In the previous paragraphs, when I mentioned our “web interface of development and management”, I didn’t call it by name. Many of you should have guessed that I was referring to Launchpad (React) and its backend, Launchpad API (JavaScript + NodeJS).

This is the guy who controls everything. He provides the interface for development and parameterization of flows, version control, deployment and rollback management, processes of approval, management of apps and development, testing and production environments.

Figure 4Launchpad, the development and management interface

Developing on Kodiak

Let’s look at the development process to see if it helps us understand the mechanics behind the scenes.
To develop something on Kodiak the first step is to have the Service created (which represents a product flow). Next, you need to select an SDK version (the newer the more features and templates available).
Now it’s time to add the screen template. After selecting the template, the dev assigns an identifier for the screen and can continue performing the parameterization of the APIs and components provided in the template. All this is done in a web form and the result, which is the screen configuration, is saved in a JSON document in our database.

Build and Deploy, making changes effective

Once all screens have been configured (their APIs, components and links from one to another), a package (our build) containing all the flow settings is generated. A version number is assigned to this package, which will be used to identify the package and to promote it to the testing and production environments.
In the end, the screen flow is a set of JSON documents (configurations) saved in a database. Promoting changes from one environment to another consists of copying this set of configurations from one database to another.

And here’s an important point that I haven’t talked about yet. The Engine is not a single element. For each application and processing environment (development, testing and production) there is an instance of the Engine running. This is very important so that there is no interference from one environment to another and so that the runtime environment is independent of the management/development environment.
In general, this is how Kodiak works.

Generating value for our customers and for the business

Imagine identifying an opportunity for improvement in a transactional flow and having this adjustment distributed to 100% of customers in less than 2 hours?
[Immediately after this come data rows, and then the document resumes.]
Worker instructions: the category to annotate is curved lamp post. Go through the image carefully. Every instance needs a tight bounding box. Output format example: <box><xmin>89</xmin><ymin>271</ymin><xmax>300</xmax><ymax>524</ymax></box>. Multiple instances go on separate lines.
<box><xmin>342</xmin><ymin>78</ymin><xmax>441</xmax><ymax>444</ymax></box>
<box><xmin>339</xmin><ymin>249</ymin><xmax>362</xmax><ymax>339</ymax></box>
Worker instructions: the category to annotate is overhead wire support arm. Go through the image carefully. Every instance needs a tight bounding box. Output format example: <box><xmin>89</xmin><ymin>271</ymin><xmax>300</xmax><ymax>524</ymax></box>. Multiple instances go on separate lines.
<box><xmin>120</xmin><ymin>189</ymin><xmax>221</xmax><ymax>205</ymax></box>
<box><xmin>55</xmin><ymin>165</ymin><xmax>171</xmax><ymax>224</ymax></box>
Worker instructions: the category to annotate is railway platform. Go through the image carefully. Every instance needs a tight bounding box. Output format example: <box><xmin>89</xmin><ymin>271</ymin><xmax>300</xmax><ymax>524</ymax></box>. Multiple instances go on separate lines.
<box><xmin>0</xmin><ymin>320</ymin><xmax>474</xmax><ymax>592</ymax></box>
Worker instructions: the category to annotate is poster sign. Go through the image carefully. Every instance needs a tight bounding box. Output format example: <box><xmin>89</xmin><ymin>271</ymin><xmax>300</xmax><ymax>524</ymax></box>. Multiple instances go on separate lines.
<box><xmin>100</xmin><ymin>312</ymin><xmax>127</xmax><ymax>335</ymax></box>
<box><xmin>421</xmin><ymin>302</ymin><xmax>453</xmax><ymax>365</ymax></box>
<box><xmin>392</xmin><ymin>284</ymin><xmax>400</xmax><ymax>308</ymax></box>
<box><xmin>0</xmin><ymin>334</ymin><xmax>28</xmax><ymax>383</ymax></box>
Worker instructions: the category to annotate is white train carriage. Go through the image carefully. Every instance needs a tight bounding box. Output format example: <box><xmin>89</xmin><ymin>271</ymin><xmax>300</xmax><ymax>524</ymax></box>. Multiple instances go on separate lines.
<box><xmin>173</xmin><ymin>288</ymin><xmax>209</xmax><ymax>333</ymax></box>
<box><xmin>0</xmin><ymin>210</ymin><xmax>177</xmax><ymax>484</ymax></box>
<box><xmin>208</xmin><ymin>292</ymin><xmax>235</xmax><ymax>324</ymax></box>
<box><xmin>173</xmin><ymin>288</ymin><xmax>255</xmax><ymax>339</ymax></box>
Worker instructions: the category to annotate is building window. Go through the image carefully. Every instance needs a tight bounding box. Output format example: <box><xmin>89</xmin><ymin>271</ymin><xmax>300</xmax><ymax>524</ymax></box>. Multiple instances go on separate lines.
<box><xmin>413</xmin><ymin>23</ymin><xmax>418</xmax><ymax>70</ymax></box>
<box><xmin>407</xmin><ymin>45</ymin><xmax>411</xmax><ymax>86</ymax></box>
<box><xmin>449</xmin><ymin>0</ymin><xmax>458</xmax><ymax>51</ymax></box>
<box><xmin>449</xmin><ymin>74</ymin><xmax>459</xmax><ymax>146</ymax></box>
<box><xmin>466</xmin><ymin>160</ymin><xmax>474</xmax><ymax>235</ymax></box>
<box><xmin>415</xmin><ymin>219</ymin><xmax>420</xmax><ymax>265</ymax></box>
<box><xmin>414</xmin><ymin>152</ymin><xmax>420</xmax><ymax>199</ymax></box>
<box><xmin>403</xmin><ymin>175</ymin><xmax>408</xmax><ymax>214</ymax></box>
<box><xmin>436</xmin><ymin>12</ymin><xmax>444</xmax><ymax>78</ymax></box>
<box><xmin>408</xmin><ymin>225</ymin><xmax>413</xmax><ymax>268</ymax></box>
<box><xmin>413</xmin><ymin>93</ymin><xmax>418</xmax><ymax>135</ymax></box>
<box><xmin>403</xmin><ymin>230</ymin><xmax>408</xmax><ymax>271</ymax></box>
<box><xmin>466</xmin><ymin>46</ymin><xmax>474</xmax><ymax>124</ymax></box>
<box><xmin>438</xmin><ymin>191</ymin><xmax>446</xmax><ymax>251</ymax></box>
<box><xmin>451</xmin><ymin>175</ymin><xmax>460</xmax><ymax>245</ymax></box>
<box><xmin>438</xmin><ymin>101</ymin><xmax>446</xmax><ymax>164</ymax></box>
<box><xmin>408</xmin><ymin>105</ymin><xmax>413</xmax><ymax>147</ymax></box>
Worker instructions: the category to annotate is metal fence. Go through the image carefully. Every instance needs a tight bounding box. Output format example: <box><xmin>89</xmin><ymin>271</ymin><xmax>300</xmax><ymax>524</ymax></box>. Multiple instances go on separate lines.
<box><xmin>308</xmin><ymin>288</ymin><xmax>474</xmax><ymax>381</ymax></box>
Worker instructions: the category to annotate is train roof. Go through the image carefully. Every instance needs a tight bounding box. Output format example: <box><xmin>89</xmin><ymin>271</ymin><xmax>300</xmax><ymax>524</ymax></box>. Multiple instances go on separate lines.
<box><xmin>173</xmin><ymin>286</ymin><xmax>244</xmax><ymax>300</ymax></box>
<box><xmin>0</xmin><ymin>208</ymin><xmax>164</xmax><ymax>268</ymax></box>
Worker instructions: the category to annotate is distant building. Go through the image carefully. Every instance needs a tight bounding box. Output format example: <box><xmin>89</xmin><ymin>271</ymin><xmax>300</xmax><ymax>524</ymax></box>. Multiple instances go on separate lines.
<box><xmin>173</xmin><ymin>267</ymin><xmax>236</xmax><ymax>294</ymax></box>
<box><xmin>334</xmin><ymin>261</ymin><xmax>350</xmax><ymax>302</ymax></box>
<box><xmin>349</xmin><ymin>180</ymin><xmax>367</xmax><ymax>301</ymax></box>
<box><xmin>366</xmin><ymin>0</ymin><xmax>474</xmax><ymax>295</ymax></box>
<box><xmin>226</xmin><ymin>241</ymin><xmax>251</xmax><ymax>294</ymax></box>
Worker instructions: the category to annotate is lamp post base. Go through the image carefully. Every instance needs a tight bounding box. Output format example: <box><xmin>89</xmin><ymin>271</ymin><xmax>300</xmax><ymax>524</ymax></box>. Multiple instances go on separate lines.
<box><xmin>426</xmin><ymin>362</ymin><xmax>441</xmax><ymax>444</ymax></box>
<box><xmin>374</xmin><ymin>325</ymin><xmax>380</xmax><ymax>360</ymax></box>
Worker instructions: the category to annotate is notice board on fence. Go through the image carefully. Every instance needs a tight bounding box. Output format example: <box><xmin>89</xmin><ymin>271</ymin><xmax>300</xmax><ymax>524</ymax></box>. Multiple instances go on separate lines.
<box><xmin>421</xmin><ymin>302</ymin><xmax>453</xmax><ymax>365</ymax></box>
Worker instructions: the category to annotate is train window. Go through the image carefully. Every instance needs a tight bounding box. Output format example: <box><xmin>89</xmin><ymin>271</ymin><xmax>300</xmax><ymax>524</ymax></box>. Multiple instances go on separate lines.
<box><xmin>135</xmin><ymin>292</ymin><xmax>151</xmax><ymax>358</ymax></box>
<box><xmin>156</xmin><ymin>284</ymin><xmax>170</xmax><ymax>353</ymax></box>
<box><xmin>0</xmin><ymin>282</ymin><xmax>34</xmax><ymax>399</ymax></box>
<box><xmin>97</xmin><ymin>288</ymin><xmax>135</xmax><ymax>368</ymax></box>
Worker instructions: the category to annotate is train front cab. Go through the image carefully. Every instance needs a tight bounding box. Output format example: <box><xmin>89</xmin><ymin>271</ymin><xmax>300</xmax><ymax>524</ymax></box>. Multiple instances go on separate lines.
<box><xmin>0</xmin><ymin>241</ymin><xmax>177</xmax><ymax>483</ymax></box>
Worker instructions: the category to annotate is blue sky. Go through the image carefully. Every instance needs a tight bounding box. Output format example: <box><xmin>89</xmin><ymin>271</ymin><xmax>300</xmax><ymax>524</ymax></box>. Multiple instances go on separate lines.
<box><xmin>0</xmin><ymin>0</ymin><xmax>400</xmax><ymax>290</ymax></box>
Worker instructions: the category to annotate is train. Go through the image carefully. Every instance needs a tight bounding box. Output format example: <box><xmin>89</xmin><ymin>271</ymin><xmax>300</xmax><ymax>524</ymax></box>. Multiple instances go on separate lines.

I’m talking about the time between identifying the opportunity for improvement, making the adjustment and deploying it to all customers in this 2-hour window.

This is a real example that happened recently in our Prepaid Cell Phone Recharge service. An improvement in the screen flow doubled the conversion rate of one of the payment methods instantly.
More important than delivering new features is not breaking what is working, especially if it’s PIX =) (our primary money transferring method in Brazil). As much as we have all the care and various processes implemented to minimize the risk of bugs, it will happen sooner or later. With Kodiak, besides making adjustments very quickly we can undo changes instantly.

This is the kind of potential we are unlocking. To allow product teams to deliver solutions to customers very quickly. Evaluate the results and decide how to proceed.

We have cases where the complete flow was built and deployed in less than 10 days. This would not be feasible in a traditional mobile development process, counting all the quality steps we follow.

In addition, being a no-code/low-code solution, Kodiak allows developers without mobile experience to make deliveries on the app, greatly increasing the autonomy of product teams.

This is how we are transforming BB’s app.